Tuesday, August 9, 2011
Question: Why are behentrimonium methosulfate and cetearyl written together?
A note before I get to the question...I don't discriminate between what I call minimally processed ingredients - those that are closer to how we find them in nature, like oils, butters, or hydrosols - and those I think of as being more processed - like fatty alcohols, fatty acids, esters, preservatives and so on. I don't think any of our ingredients are straight from nature; everything is processed in some way. We don't use olives, we use olive oil. We aren't using salt directly off the shores of the Dead Sea - they're cleaned before we see them. Clay, mud, hydrosols, essential oils - every last one of these ingredients is processed in some way before we can use them in our products. Synthetic ingredients would be those made in the lab, like cyclomethicone or some of the cationic polymers, for example.
If you really want to mess with your conception of natural vs. synthetic, read this article about the poor little mineral oil molecule. I feel a bit like that Ikea guy - do you feel sorry for this molecule? (Click here for that great Ikea ad! And people wonder why I'm a bit hoarder-ish?)
So why BTMS and cetearyl alcohol are always written together? Behentrimonium methosulfate is an ingredient that can stand on its own, but it's generally found with a fatty alcohol. This would be what we call a compound (specifically a cationic quaternary compound). You'll find BTMS-25 or BTMS-50 or other types of BTMS or BTM as product names, and it could be the writer is referring to the compound instead of the ingredient. I don't think you can buy behentrimonium methosulfate on its own - we always find it with a fatty alcohol, regardless of manufacturer - so this is why you see it referred to in this way.
The reason you find behentrimonium methosulfate paired with a fatty alcohol, often cetearyl alcohol but sometimes cetyl alcohol? Because fatty alcohols work to boost the substantivity of cationic quaternary compounds, making them more conditioning and moisturizing (click here for more information).
There is no way I would consider something like behentrimonium methosulfate as being even remotely close to minimally processed, and I wouldn't consider cetearyl alcohol, cetyl alcohol, and the other fatty alcohols minimally processed. Anyone who considers these things as natural is fooling themselves. The problem is that you can't make a natural conditioner and people really want to make a natural conditioner. So instead of accepting that they can't make a natural conditioner, they stretch the definition of natural to include anything they want to use.

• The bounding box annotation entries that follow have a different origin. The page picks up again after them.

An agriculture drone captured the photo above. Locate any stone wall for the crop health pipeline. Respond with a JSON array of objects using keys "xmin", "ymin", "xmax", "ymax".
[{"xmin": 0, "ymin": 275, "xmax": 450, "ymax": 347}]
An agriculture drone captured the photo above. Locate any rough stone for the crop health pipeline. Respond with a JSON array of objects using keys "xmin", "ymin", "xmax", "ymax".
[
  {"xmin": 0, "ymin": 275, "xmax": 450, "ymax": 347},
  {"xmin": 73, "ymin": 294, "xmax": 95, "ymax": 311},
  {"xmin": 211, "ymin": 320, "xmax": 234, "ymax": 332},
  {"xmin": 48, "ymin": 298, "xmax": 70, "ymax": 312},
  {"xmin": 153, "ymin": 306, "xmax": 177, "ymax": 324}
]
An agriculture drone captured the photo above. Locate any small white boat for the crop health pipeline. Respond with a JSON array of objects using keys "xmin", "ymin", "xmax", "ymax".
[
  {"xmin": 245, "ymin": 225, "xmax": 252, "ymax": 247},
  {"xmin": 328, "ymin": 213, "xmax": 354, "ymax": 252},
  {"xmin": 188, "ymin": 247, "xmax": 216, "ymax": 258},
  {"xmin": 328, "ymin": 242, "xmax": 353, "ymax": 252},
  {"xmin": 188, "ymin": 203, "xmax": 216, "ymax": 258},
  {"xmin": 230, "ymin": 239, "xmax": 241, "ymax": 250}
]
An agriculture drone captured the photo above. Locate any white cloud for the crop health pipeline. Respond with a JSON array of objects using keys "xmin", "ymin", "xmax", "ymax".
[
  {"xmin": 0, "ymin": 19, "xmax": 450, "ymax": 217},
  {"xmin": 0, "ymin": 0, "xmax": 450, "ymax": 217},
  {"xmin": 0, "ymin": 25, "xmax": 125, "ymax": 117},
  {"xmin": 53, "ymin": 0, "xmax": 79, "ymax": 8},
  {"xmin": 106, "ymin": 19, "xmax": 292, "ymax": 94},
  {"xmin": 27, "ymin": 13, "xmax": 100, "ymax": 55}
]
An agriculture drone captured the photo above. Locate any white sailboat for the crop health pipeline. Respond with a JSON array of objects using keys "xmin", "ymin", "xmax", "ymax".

If you want natural, then accept there are ingredients you won't be using. Don't twist the definition so you can get what you want. When you see the phrase "derived from" ask yourself why is this ingredient listed in this way? We don't write olive oil (derived from olives) but you will see cyclomethicone (derived from sand) or sodium coco-sulfate (derived from coconuts), for example. These last two ingredients are heavily processed to become what they are, and the phrase "derived from" is generally used as a weasel word to hide something that's not really natural but the manufacturer would like you to believe might be. Behentrimonium methosulfate may be derived from Colza seeds, but everything is derived from something - that doesn't make it natural!